Monday, July 24, 2017

I'm not an atheist...

I’m not an atheist, but it appears that I’ve talked myself into a damn corner on the topic of theology.
Without revelation, all theology is negative theology
Revelation, to me, is the only thing that can provide legitimacy to beliefs about God. Whether God is, what God is, what God wants (if God is indeed the kind of X that has the capacity for wants)-- without revelation, I don’t think it makes sense to talk about any of those things.

And, again, I’m not an atheist; I just don’t believe in revelation. Every provided example of revelation appears to me like a human act of interpretation, specifically one that is tainted by its humanness. The provided record of revelation reads like historical product, political propaganda, wish fulfillment and revenge fantasy, selection bias, ethnocentrism, etc.

I believe that any serious belief in God must be accompanied by a theory of idolatry.
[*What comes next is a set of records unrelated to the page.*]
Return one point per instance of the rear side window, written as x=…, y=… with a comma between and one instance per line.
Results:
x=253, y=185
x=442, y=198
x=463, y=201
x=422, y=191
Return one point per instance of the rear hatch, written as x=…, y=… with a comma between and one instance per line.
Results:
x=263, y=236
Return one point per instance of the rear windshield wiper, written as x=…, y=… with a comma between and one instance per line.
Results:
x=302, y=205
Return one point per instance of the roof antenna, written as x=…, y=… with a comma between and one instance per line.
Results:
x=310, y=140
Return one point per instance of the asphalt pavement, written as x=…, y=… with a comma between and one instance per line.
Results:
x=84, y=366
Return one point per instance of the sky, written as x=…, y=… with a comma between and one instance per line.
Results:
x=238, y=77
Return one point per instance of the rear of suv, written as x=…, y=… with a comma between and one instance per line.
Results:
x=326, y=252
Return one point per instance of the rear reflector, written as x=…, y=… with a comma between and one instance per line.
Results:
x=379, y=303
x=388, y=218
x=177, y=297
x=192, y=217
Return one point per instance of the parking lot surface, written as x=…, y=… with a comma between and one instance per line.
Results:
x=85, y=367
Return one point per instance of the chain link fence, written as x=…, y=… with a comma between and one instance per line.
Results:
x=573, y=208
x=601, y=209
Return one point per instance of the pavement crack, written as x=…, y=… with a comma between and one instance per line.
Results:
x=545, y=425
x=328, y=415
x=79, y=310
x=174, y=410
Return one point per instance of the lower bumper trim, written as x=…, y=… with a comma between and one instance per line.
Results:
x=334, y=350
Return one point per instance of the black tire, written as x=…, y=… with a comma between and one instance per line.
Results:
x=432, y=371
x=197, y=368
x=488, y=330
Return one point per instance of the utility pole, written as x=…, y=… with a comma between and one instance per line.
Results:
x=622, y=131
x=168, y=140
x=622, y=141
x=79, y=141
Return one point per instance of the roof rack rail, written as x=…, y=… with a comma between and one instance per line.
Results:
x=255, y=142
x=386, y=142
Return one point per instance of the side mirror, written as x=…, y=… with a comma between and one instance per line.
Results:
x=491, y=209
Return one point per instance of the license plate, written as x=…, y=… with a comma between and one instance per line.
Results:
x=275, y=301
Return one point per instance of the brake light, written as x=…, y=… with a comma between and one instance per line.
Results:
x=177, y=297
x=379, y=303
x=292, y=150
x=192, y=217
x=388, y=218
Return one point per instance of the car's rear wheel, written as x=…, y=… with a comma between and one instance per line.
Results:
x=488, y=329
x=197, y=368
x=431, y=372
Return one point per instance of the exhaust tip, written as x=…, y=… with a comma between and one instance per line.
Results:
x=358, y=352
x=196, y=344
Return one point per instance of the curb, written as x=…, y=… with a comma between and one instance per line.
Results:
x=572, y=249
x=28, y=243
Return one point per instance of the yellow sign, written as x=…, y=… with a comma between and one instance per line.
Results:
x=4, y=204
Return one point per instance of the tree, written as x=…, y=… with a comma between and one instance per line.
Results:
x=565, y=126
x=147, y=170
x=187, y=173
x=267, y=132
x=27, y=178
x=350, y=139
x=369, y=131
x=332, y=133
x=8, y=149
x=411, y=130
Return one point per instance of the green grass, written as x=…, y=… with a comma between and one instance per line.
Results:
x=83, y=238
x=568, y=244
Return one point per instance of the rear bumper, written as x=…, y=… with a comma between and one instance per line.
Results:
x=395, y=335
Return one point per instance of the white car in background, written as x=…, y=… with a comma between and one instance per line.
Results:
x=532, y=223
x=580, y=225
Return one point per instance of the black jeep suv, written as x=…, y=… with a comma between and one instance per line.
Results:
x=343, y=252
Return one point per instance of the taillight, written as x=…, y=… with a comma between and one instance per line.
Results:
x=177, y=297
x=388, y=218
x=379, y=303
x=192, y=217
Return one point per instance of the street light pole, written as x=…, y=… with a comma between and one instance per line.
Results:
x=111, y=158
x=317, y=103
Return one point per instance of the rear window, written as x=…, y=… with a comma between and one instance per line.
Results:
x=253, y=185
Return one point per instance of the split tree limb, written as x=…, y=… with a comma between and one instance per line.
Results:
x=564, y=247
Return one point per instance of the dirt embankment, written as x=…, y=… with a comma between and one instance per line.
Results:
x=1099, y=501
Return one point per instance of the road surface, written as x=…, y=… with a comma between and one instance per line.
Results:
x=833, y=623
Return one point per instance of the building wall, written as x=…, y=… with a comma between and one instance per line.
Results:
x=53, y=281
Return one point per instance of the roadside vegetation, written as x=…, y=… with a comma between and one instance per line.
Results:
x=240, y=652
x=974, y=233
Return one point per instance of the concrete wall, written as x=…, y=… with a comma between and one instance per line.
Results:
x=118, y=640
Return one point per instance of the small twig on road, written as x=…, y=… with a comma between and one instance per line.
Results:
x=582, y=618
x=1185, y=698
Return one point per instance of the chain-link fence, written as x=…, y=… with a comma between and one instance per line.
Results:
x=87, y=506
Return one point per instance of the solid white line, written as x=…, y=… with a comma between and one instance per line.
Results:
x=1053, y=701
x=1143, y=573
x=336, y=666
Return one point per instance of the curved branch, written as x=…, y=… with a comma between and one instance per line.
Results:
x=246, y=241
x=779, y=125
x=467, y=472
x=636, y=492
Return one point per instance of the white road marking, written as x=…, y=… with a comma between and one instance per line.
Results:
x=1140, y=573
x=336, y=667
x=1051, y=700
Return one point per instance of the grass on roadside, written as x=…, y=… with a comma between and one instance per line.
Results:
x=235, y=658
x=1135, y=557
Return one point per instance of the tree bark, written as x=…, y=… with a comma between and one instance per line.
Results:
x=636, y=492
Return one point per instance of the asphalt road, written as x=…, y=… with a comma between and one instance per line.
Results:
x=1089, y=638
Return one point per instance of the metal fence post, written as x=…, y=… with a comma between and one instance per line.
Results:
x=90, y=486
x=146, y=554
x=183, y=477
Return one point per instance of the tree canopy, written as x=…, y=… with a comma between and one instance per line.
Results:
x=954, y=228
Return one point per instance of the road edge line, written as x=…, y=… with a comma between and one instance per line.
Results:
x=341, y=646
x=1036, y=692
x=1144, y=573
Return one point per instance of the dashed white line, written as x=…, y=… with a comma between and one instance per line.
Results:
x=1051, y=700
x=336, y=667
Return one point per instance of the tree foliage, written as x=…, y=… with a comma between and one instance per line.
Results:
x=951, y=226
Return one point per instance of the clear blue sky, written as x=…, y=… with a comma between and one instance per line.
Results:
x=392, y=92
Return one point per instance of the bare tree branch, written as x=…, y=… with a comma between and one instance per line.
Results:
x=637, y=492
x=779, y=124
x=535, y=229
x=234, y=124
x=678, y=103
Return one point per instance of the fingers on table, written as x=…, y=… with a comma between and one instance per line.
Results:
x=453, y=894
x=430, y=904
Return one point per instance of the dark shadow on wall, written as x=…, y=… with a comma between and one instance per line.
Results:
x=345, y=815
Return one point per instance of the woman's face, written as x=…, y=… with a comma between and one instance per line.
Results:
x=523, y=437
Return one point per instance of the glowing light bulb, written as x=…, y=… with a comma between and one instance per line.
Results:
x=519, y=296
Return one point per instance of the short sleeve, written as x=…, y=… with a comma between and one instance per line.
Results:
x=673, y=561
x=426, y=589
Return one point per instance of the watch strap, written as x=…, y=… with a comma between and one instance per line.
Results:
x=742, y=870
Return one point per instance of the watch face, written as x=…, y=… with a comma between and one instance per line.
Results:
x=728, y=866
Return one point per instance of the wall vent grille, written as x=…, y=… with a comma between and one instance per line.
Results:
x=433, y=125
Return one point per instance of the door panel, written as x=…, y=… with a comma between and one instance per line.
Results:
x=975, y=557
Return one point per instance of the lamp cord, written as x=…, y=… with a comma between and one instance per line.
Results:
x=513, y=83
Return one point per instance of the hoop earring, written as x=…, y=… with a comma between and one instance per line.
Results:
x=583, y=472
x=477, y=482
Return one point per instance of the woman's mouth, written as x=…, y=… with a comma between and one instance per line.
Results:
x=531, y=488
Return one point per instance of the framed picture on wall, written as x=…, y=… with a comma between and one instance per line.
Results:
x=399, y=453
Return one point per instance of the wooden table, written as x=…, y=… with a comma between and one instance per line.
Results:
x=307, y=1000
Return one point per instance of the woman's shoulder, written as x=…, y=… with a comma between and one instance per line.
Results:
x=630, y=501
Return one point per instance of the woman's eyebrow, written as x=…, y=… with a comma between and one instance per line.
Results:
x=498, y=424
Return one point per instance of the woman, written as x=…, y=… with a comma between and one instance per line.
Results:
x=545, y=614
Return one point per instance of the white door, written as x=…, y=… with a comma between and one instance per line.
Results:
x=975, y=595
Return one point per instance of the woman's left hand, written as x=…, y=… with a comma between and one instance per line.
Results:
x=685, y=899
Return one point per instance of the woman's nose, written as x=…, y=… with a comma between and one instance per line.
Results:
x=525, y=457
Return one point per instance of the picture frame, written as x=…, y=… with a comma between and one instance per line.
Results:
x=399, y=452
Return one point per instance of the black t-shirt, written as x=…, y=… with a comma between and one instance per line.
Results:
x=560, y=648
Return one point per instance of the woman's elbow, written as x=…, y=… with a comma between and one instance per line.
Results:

I believe that any approach to God must provide an account of what it means to be wrong about God. In this regard, I’m not so different from other monotheists (ripping off Dawkins here), in that any possessor of a ‘true’ revelation will usually be ready with arguments for the falsity of other alleged revelations. But without the possession of a ‘true’ revelation, I only have arguments against.

So I’m not saying I don’t believe in God; I just think that everyone (who attempts to provide positive content to the concept of God)  is wrong about God.

With revelation, our inadequacy is overcome through relationship

Thanks to Rabbi Aviva Richman for teaching me this passage. The summary beneath it is mine.
To what may the matter be compared? To the case of a king who had a friend. The king said to him: “I want you to know that I shall dine with you. Go then and make preparations for me.” His friend went and prepared a common couch, a common candelabra and a common table. When the king arrived, there came with him ministers who encompassed him on this side and that, and a golden candlestick preceded him. His friend, seeing all this pomp, felt ashamed and put away all that he had prepared for him, as it was all common. Said the king to him: “Did I not tell you that I would dine with you? Why did you not prepare anything for me?” His friend answered him: “Seeing all the pomp that accompanied you, I felt ashamed, and put away all that I had prepared for you, because they were common utensils.” “By your life!” said the king to him, “I shall set aside all the utensils that I have brought, and for love of you I shall use none but yours!” So in our case. The Holy One, blessed be He, is all light; as it says, “The light dwells with Him” (Daniel 2:22). Yet He said to Israel: “Prepare for Me a candelabra and lamps.”
tl;dr - Human light literally cannot hold a candle to divine light. Human understanding cannot approach divine reality. And yet, with God’s revelation, human concepts and words are given dignity. God’s desire for relationship overcomes the overwhelming reality/power/status gap between God and human.

This is what separates me from my apophatic heroes-- Maimonides and Meister Eckhart. For all of their negative theology, they believed in revelation, and this allowed them to want to stay within their religious institutions and to find meaning and legitimacy in liturgy.


This damn corner
I miss my previous relationship with God. But I believe that that relationship cannot exist without revelation,  and I can no longer believe in revelation. Source criticism, naturalism, and psychology have ingrained in me an inescapable skepticism about any alleged revelation.

If there is such an X as God, I can only hope that Silence is, indeed, considered praise.